Weinstein Lawsuit Positions New York AG for Key Role in Victim Compensation
A lawsuit from New York Attorney General Eric Schneiderman has threatened to upend the sale of the Weinstein Co. in a bid to ensure that victims of Harvey Weinstein's alleged sexual abuse are compensated.
February 12, 2018 at 06:31 PM
5 minute read
A lawsuit from New York Attorney General Eric Schneiderman has threatened to upend the sale of the Weinstein Co. in a bid to ensure that victims of Harvey Weinstein's alleged sexual abuse are compensated.
But what wasn't clear was how the impact of Schneiderman's lawsuit could reshape litigation stemming from the disgraced film producer's actions, corporate law experts said on Monday.
The lawsuit, filed Sunday night in New York Supreme Court, accused Weinstein Co. and its founders, Harvey and Bob Weinstein, of civil and human rights abuses, using a broad section of New York law that authorizes the state to file suit against a company for “fraudulent or illegal acts” perpetrated against its citizens.
In a statement, the attorney general's office said the timing of the suit was due in part to the “reported imminent sale” of the firm, which it said could result in a windfall for the Weinstein Co. directors and officers who failed to protect the firm's employees from Harvey Weinstein's misconduct.
“As alleged in our complaint, the Weinstein Co. repeatedly broke New York law by failing to protect its employees from pervasive sexual harassment, intimidation, and discrimination,” Schneiderman said.
“Any sale of The Weinstein Company must ensure that victims will be compensated, employees will be protected going forward, and that neither perpetrators nor enablers will be unjustly enriched. Every New Yorker has a right to a workplace free of sexual harassment, intimidation, and fear,” he said.
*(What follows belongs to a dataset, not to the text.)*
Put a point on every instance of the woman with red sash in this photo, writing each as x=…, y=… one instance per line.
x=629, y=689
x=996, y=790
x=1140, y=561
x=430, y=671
The litigation was seen Monday as directly targeting the proposed $500 million asset sale of the Weinstein Co. to a group led by Maria Contreras-Sweet, which included the assumption of some of the company's debt. According to the Wall Street Journal, which first reported the deal, Contreras-Sweet canceled the transaction in the hours after the lawsuit was filed.
“This is not a commonly used tactic by the attorney general,” said Eric Talley, a professor at Columbia Law School who specializes in corporate governance and finance.
“The idea is to use as much leverage as [Schneiderman] can to find that money at as upstream a position as possible,” in order to keep it from flowing to the Weinstein brothers or other board members, Talley said.
Experts interviewed for this report said the lawsuit shows that Schneiderman is likely positioning himself to negotiate on behalf of a growing number of Weinstein's victims who have pressed claims against either Harvey Weinstein or the company, either individually or in a proposed class action filed in New York.
However, the move did not come without risk.
Talley said the looming threat of liability could scare off other potential buyers looking to capitalize on the Weinstein Co.'s catalog of films and its television business. That, in turn, could drive down the value of the company and the amount of assets that would be available for distribution among Weinstein's accusers, he said.
“There is a potential downside, it seems to me, to this type of action,” Talley said. “It's more leverage but it's leverage over a shrinking pot.”
The lawsuit, and the scuttled sale, also raised the specter of a bankruptcy filing, if potential buyers were to walk away from a potential transaction altogether. In that case, litigation would slow, and it would likely be up to a judge to decide the relative order of the company's creditors and plaintiffs, states and shareholders seeking payment from corporate assets.
“Bankruptcy could jeopardize the amount of money that's available for victims,” said Jill E. Fisch, a business law professor at the University of Pennsylvania Law School.
Still, Schneiderman's lawsuit potentially clears the way for a settlement where the proceeds of a sale would go to a fund to compensate Harvey Weinstein's victims, with the remainder going to Weinstein Co. shareholders.
A settlement then would replace an escrow account that Contreras-Sweet said her planned deal provided for victim compensation with a “state-administered” slush fund with a larger pool of money to draw from, Talley said.
Attorneys also confirmed that Weinstein Co. board members could potentially be vulnerable to derivative litigation in Delaware if shareholders receive just a fraction of their investment in the company. Under the Caremark theory, investors could argue that the firm's directors should assume personal liability for corporate harm on the basis that they were aware of a systemic problem but failed to act.
However, the prospects for derivative litigation remain muddy given the Weinstein Co.'s status as a privately held firm. And any filings would likely be dependent on the fate of the company itself.
“You'd only be expected to see that after the dust settles,” Talley said.
For now, all eyes will be on Schneiderman, as he decides how to proceed in New York, Fisch said.
“Is New York going to let private parties navigate how [the Weinstein Co.'s] value is divided,” she said, “or is Schneiderman going to play a role?”
“Otherwise, what is the point of a civil rights lawsuit?”